1. Name and one other identifier at triage
2. Patients who are not triaged to the back my have routine registration that does not discourage the patient from completing care (Comment: If you have a conditions of admission form with guarantors, personal liability statement, and assignment of benefits, you are at risk for financial discussions and resulting patient departures. CMS has indicated that any system that induces departures will be at risk for citation for violating EMTALA.)
3. You MAY ask for insurance information and copy the card
4. You are strongly DISCOURAGED from any financial discussions at this point
5. If the patient asks about financial issues, you are to say that finances can be dealt with following care
6. If the patient continues to insist, the best practices indicate that a financial person experienced in EMTALA should hold that conversation (Comment: I strongly recommend that physicians and nurses NOT DISCUSS any financial issues with the patient at any time)
7. You may contact a physician for medical purposes at any time, but not for gatekeeper permission to treat (Comment: private physicians should be contacted only where there is a documented medical need, and no request by the PCP to send the patient to the office should be granted.)
8. You may contact the insurance company after care is initiated (although most now do not require that), but if permission to treat or admit is DENIED, you still must provide the care. (So why call?)

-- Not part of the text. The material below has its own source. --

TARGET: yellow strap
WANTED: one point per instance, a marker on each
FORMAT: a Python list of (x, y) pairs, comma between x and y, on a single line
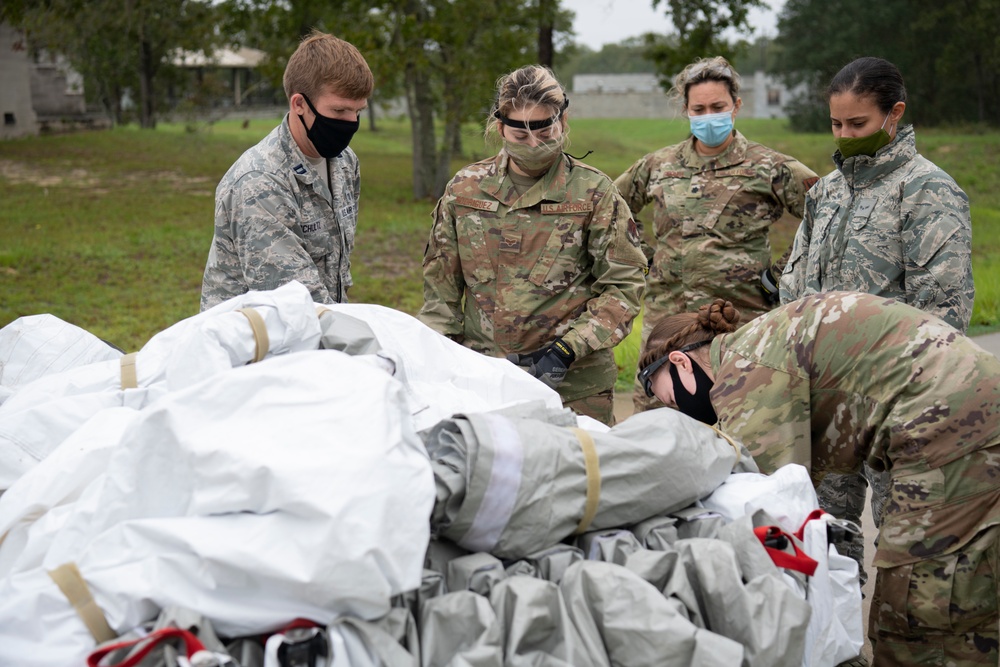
[(259, 333), (71, 583), (129, 378), (593, 467), (732, 442)]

9. It is not required, but is considered a prudent approach, to separate the financial face sheet from the treatment record, so the treating physician is not aware of denials or types of insurance.
10. Once the patient has had an MSE and is stabilized and/or admitted or the patient is determined not to have any emergency medical condition under the law, completion of registration and financial discussions may occur without EMTALA restrictions.